Pasta with Golden Beets, Greens and Pancetta
Serves 6
Beet greens are a terrific source of vitamins and minerals, don’t throw them away! They are terrific sautéed with olive oil, salt and pepper, and this one dish meal uses both the sweet golden beets and their greens.
2 tablespoons extra virgin olive oil
One 1/2-inch thick piece pancetta, cut into fine dice
4 garlic cloves, minced
1/2 cup finely chopped onion (or red scallion)
Bunch beet greens, washed, spun dry tough stems removed, and cut into 1/2-inch thin ribbons
Golden beet bunch, peeled, cut in half, and thinly sliced
Salt and pepper
1/4 dry white wine (Pinot Grigio, Sauvignon Blanc or dry vermouth)
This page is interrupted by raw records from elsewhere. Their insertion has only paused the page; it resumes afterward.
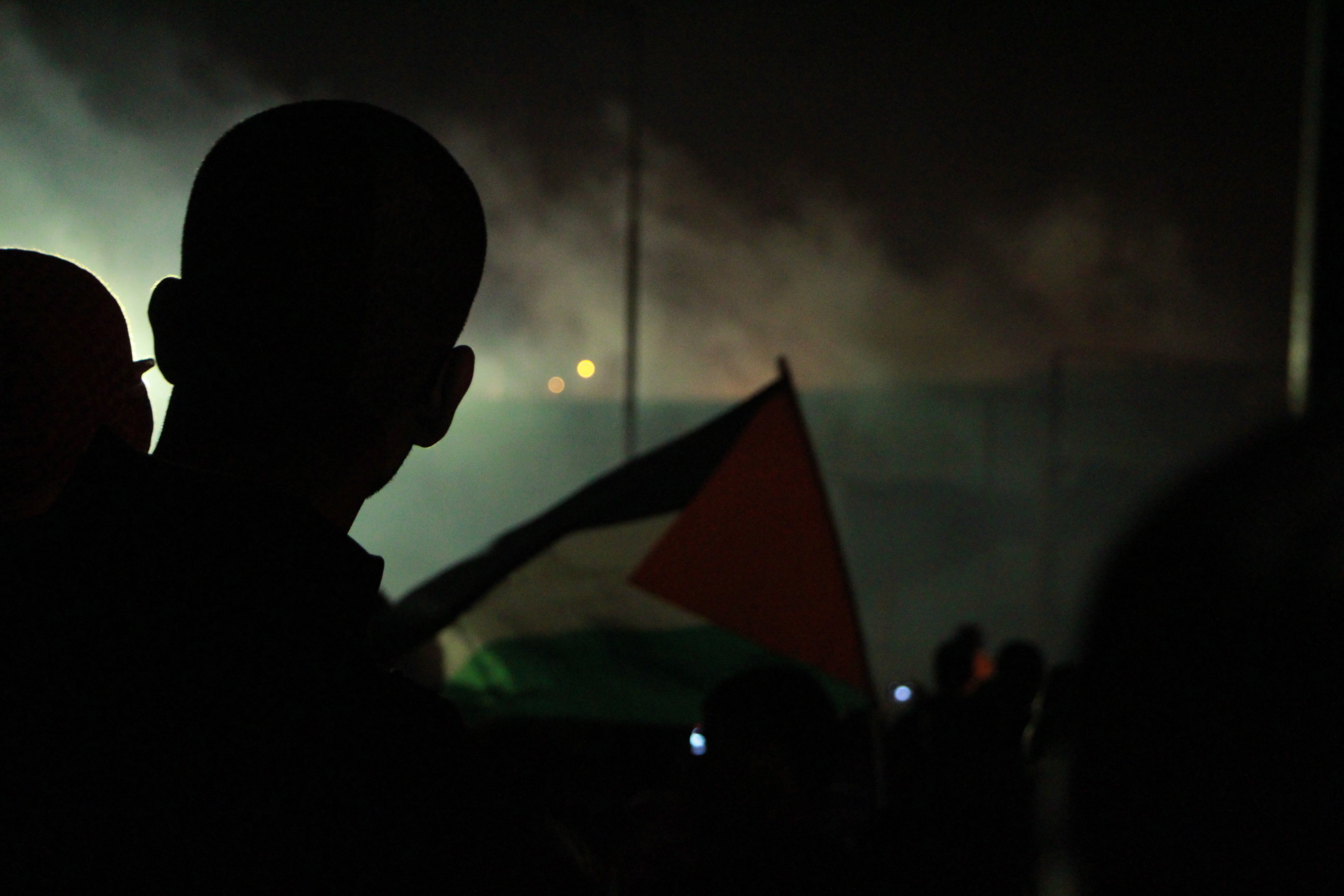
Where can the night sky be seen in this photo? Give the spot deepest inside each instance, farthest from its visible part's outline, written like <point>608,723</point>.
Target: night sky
<point>929,113</point>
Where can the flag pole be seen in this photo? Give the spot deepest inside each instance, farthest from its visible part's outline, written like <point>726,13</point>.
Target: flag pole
<point>635,170</point>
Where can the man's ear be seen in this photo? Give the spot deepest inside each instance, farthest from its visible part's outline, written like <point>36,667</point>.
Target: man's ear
<point>451,385</point>
<point>166,319</point>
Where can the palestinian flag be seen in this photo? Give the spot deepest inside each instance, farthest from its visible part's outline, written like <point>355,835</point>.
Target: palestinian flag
<point>634,598</point>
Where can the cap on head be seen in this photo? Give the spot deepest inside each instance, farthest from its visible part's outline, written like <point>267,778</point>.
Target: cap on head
<point>323,241</point>
<point>65,371</point>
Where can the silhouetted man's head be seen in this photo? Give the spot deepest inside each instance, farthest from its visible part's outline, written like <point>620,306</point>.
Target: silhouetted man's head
<point>957,663</point>
<point>1209,733</point>
<point>65,371</point>
<point>330,257</point>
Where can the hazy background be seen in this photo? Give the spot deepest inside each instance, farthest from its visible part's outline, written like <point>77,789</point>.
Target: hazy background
<point>921,206</point>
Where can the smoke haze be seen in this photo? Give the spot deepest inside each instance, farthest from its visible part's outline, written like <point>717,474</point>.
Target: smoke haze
<point>726,288</point>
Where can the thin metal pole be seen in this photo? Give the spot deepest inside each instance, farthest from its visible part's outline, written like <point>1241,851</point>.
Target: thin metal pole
<point>635,171</point>
<point>1049,562</point>
<point>1304,240</point>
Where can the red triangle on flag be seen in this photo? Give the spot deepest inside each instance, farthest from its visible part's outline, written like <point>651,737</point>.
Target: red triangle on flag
<point>757,554</point>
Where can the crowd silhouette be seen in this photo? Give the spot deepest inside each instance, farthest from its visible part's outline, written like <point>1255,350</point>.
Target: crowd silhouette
<point>191,706</point>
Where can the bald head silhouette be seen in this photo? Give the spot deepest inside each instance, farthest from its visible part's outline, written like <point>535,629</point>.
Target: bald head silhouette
<point>330,257</point>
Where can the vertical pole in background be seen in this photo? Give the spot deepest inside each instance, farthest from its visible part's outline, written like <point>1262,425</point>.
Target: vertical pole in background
<point>1304,240</point>
<point>635,170</point>
<point>1049,563</point>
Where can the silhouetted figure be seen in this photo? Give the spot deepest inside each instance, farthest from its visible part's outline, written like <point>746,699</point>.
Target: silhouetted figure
<point>756,819</point>
<point>213,720</point>
<point>1050,751</point>
<point>1209,731</point>
<point>955,820</point>
<point>1019,672</point>
<point>65,372</point>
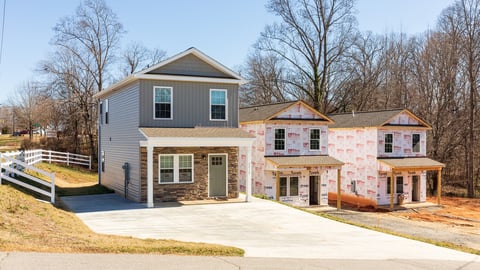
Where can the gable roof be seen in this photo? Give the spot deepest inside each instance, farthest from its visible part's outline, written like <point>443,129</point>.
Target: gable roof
<point>262,113</point>
<point>371,119</point>
<point>230,76</point>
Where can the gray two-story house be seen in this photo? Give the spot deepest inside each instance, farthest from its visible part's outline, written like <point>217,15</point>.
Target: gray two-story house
<point>170,132</point>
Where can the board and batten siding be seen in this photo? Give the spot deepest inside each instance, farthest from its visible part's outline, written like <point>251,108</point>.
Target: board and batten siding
<point>190,65</point>
<point>120,141</point>
<point>190,105</point>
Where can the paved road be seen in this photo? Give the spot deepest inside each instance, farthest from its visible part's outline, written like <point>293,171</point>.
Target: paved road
<point>262,228</point>
<point>52,261</point>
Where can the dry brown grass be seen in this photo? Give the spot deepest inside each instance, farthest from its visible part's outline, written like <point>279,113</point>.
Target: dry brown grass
<point>27,224</point>
<point>464,212</point>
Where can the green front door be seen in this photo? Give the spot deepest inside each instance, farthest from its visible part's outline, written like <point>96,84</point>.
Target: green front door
<point>217,171</point>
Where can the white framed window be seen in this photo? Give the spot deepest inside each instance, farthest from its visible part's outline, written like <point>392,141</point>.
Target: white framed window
<point>103,160</point>
<point>100,111</point>
<point>218,104</point>
<point>106,111</point>
<point>279,139</point>
<point>162,102</point>
<point>416,143</point>
<point>176,168</point>
<point>314,139</point>
<point>388,143</point>
<point>289,186</point>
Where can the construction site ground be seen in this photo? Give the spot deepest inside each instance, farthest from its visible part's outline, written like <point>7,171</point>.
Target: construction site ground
<point>456,221</point>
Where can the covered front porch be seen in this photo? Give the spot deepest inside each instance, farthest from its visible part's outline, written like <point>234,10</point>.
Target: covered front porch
<point>176,161</point>
<point>302,180</point>
<point>405,179</point>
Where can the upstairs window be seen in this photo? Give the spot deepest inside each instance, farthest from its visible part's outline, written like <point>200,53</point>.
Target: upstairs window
<point>175,169</point>
<point>388,143</point>
<point>416,143</point>
<point>279,143</point>
<point>162,102</point>
<point>218,104</point>
<point>314,139</point>
<point>100,109</point>
<point>106,111</point>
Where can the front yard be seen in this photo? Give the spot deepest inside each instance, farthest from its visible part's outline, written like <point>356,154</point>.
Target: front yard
<point>27,224</point>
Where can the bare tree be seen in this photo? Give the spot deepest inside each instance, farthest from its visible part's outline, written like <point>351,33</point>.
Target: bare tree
<point>362,67</point>
<point>85,44</point>
<point>92,35</point>
<point>266,80</point>
<point>136,57</point>
<point>312,37</point>
<point>29,106</point>
<point>464,16</point>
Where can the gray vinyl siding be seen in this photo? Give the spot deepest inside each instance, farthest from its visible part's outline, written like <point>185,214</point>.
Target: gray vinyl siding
<point>190,106</point>
<point>190,65</point>
<point>120,141</point>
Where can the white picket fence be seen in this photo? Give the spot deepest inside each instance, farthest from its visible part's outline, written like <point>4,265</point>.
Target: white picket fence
<point>14,163</point>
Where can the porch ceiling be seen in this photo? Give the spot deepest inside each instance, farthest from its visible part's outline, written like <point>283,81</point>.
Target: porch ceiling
<point>413,163</point>
<point>304,161</point>
<point>198,136</point>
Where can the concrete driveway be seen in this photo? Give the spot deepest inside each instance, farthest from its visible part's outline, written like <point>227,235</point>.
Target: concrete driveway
<point>262,228</point>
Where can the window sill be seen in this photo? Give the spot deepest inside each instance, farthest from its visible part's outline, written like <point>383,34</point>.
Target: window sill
<point>175,183</point>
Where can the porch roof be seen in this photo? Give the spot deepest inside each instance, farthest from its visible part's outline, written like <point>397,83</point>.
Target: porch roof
<point>413,163</point>
<point>197,132</point>
<point>303,161</point>
<point>197,136</point>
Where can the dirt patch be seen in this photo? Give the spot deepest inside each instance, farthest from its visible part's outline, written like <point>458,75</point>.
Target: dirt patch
<point>456,221</point>
<point>454,211</point>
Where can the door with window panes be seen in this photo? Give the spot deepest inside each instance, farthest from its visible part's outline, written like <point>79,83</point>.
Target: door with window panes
<point>217,171</point>
<point>288,186</point>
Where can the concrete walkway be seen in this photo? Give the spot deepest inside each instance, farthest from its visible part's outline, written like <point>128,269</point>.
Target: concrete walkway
<point>63,261</point>
<point>262,228</point>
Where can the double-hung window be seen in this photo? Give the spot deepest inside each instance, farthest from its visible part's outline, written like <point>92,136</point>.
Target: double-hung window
<point>289,186</point>
<point>162,102</point>
<point>314,139</point>
<point>388,143</point>
<point>279,143</point>
<point>399,184</point>
<point>175,169</point>
<point>416,143</point>
<point>106,111</point>
<point>218,104</point>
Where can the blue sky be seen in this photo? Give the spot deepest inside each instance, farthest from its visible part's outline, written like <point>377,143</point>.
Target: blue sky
<point>223,29</point>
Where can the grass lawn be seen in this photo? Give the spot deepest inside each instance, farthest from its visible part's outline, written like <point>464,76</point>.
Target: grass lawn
<point>10,143</point>
<point>28,224</point>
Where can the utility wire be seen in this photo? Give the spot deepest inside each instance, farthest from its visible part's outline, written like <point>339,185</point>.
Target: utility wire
<point>3,29</point>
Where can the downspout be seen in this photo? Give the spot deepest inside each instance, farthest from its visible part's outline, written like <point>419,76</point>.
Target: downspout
<point>99,153</point>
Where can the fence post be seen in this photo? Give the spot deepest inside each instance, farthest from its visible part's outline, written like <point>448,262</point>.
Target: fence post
<point>52,196</point>
<point>1,167</point>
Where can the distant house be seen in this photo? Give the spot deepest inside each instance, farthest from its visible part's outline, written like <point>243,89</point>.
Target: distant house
<point>384,154</point>
<point>170,132</point>
<point>290,157</point>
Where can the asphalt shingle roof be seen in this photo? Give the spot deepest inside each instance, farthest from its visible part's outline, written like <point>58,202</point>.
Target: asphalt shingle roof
<point>411,163</point>
<point>285,161</point>
<point>197,132</point>
<point>362,119</point>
1 cup chicken or vegetable broth
1 pound penne, farfalle or other shaped pasta cooked 3 minutes short of al dente, saving some pasta water
1 cup grated Parmigiano Reggiano
1. In a large skillet, heat the oil, and cook the pancetta until it is crispy.
2. Add the garlic, onion and beet greens and saute until the greens begin to wilt.
3. Add the beet slices and saute turning frequently, until the beets begin to wilt. Season with salt and pepper.
4. Add the wine, and bring to a boil.
5. Add the broth, simmer uncovered, for 10 minutes, until the liquid in the pan has reduced, and the beets are tender.
6. Toss the pasta with the sauce, and add 1/2 of the cheese to the pan. If the sauce seems dry, add a bit of pasta water to the pan. Serve the pasta garnished with the remaining cheese.